AgentInbox Event Bus Backend Design
This document defines the next-step event bus architecture for AgentInbox.
The goal is not to turn AgentInbox into a general-purpose broker.
The goal is to separate three concerns that are currently too tightly coupled:
- source ingress
- event retention and consumer offsets
- inbox delivery for local agents
Why This Refactor Exists
The current implementation keeps one source-level checkpoint for each hosted source.

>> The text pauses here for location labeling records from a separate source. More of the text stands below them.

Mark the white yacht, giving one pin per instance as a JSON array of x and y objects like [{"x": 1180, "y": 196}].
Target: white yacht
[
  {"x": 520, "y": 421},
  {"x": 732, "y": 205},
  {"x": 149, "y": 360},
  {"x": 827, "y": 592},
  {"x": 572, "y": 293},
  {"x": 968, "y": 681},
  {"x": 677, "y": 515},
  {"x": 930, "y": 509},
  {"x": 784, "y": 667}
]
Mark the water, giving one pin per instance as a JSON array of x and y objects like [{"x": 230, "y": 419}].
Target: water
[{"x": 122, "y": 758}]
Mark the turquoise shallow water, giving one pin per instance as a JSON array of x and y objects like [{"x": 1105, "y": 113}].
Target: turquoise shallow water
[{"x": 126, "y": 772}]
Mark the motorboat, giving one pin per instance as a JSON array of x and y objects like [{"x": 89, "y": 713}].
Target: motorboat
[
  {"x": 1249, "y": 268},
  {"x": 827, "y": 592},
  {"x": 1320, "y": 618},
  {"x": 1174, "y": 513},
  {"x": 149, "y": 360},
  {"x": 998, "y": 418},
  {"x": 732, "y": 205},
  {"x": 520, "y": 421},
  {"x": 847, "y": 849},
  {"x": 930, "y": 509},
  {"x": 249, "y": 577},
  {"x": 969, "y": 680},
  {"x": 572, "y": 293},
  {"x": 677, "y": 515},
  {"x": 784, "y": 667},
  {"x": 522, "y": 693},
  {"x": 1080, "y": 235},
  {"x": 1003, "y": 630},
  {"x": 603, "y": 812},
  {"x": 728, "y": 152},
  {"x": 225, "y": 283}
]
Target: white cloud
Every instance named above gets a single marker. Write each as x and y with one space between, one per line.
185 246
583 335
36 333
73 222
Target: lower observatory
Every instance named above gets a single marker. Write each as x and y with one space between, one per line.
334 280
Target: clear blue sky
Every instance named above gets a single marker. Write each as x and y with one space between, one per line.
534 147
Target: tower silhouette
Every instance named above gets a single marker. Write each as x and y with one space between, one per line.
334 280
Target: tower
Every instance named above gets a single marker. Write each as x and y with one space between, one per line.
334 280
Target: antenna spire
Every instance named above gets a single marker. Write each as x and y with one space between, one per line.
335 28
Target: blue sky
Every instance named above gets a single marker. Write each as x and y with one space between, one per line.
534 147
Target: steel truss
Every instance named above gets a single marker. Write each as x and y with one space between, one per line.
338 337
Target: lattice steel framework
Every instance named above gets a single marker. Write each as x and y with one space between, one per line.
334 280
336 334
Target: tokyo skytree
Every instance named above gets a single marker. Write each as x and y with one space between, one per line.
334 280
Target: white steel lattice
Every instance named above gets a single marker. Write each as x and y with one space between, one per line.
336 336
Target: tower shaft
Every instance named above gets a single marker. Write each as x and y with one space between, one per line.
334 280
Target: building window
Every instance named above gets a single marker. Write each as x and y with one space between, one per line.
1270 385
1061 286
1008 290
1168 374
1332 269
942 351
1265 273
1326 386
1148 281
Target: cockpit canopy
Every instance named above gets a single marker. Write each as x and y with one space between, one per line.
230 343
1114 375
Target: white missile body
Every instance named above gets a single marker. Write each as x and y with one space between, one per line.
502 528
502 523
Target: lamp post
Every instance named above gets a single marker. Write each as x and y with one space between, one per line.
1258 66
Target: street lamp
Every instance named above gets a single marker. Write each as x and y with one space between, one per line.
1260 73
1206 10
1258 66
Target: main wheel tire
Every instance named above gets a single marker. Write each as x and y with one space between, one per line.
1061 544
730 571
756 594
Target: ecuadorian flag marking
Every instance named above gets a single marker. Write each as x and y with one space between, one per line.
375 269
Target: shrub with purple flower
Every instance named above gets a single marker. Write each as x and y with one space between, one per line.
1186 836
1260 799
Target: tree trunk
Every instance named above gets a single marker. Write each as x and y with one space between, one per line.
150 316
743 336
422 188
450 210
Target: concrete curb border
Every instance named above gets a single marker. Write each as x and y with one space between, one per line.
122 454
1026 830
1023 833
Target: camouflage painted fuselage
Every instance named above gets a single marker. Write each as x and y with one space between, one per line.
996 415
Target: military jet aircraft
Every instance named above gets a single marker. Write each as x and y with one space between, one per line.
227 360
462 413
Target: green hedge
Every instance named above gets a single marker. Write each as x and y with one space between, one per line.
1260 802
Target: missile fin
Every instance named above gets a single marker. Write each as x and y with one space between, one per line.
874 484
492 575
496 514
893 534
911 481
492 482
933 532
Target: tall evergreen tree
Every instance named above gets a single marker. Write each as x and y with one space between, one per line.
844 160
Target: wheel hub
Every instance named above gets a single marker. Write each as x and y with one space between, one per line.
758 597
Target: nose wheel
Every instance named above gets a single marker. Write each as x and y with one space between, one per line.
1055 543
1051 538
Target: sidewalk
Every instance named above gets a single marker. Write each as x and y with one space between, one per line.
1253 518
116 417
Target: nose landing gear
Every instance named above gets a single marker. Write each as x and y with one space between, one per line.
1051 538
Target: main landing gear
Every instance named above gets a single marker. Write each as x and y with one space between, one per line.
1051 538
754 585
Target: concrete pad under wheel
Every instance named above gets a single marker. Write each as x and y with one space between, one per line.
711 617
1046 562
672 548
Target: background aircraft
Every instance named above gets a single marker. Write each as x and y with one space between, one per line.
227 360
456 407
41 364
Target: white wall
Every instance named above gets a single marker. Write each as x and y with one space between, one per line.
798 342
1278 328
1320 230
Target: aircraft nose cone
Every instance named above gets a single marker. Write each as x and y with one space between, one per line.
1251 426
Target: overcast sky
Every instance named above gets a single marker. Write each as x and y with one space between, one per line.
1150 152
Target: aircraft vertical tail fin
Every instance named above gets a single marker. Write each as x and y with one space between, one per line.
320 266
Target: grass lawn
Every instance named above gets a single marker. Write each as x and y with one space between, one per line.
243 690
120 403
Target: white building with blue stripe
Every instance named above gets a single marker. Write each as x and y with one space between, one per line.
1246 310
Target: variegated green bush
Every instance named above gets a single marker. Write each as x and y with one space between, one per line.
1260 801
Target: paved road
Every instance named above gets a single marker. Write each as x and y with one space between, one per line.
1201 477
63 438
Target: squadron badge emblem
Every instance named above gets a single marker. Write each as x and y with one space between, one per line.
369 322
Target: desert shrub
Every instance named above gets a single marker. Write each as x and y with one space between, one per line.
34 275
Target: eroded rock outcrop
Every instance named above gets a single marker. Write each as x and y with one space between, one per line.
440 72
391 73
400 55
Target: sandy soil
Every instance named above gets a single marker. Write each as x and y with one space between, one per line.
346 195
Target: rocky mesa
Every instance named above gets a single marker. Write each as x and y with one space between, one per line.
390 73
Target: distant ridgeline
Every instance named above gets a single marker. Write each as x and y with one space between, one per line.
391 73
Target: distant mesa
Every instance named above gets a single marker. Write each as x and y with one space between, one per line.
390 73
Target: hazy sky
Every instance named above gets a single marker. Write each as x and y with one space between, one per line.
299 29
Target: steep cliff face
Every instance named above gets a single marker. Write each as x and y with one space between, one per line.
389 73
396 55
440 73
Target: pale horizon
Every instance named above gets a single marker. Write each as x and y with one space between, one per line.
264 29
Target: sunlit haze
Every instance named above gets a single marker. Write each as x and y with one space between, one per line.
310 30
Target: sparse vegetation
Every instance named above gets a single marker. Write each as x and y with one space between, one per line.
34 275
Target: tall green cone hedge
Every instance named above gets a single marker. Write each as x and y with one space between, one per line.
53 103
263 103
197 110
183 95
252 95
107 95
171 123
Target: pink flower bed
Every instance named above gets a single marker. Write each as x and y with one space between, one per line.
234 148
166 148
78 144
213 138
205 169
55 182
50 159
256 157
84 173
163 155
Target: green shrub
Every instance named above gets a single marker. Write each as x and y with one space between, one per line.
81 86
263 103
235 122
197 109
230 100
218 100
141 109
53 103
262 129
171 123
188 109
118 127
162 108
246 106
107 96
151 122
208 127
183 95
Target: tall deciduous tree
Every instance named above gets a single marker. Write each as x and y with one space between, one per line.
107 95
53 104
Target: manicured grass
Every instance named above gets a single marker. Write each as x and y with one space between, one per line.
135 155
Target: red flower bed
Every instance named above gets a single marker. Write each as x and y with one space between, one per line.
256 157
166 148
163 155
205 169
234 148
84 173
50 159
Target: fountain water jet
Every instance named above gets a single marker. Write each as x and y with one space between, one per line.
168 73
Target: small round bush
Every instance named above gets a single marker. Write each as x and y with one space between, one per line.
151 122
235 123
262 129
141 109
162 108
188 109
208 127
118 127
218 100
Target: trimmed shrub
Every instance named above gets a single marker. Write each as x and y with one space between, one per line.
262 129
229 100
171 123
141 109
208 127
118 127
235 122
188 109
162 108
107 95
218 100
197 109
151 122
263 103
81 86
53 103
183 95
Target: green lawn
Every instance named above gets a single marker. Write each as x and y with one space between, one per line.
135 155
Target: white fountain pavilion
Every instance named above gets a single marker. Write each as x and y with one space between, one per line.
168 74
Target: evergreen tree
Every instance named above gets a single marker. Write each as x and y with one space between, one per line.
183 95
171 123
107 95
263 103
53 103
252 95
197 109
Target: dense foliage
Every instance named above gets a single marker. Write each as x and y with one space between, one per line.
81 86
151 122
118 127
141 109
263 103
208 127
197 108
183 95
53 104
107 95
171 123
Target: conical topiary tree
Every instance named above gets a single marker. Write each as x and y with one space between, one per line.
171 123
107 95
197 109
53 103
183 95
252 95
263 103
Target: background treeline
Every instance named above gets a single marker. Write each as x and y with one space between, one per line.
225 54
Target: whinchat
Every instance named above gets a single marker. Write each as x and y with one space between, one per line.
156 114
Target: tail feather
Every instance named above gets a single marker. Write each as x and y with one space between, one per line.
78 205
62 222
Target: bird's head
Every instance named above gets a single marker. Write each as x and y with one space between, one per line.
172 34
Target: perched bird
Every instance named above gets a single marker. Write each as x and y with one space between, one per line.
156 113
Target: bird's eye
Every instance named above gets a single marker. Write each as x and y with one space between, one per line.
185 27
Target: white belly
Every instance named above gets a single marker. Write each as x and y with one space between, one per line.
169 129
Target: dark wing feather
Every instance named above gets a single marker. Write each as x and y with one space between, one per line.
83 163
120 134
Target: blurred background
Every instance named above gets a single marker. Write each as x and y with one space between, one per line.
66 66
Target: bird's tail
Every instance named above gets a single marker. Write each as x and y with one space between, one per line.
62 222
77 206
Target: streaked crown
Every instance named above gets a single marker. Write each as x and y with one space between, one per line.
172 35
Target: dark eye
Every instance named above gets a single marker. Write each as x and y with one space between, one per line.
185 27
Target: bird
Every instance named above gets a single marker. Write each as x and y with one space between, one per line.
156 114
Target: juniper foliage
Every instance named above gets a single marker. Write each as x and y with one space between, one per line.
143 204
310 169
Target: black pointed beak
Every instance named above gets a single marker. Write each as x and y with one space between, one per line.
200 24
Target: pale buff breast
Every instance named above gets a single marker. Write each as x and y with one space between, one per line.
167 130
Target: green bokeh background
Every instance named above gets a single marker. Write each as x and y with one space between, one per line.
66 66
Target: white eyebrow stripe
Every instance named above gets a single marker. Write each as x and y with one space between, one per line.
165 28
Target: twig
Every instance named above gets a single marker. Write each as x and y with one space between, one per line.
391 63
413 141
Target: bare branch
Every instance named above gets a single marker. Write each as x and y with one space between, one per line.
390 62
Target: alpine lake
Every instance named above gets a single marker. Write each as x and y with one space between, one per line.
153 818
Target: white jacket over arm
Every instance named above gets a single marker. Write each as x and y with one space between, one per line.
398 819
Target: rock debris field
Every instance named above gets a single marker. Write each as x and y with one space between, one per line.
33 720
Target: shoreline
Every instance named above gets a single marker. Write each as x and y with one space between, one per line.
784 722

That is enough to prove shared source hosting, but it is not enough to model independent consumers on top of the same source.
Today:
- one source has one consumption position
- multiple subscriptions on the same source share that position
- later subscriptions can miss earlier source events
The new design changes that:
- source ingress position remains source-level
- subscription consumption position becomes subscription-level
- one source can safely feed multiple independent subscriptions
This is closer to Kafka, JetStream, and other mature event log systems.
Goals
- keep
AgentInboxas the shared ingress and delivery layer - define a backend abstraction that can support:
- embedded SQLite today
- JetStream later
- Kafka later
- a future Rust implementation later
- keep product vocabulary close to
AgentInbox - keep backend semantics close to mature stream systems
- support one source feeding multiple subscriptions with independent cursors
- support replay and backfill without re-polling the external source
Non-Goals
- do not expose Kafka partitions or broker administration directly in the main
AgentInboxAPI - do not replace
Inboxwith generic queue terminology everywhere - do not make the backend abstraction responsible for source-specific delivery
- do not push runtime task semantics into the backend
Vocabulary
Use two layers of terms on purpose.
Product Vocabulary
Source- external ingress source, such as a GitHub repo
Subscription- agent-specific filtered consumer on top of a source
Inbox- agent-facing inbox destination
InboxItem- item delivered to an inbox after subscription matching
DeliveryHandle- outbound reply/update target
Backend Vocabulary
Stream- append-only event log for one source
StreamEvent- one normalized source event written once into the stream
Consumer- backend consumer identity for one subscription
Offset- consumer progress in the stream
Mapping
- one
Sourcemaps to one backendStream - one
Subscriptionmaps to one backendConsumer - one
StreamEventcan produce zero, one, or manyInboxItems InboxItemack is not the same thing as backend offset commit
Target Architecture
The refactor should separate the runtime into three pipelines.
1. Source Ingress
Responsibilities:
- host the external subscription or poll loop
- normalize source-native payloads into
StreamEvent - append them to the backend
- advance only the source ingress checkpoint
Source ingress does not fan out directly to inboxes.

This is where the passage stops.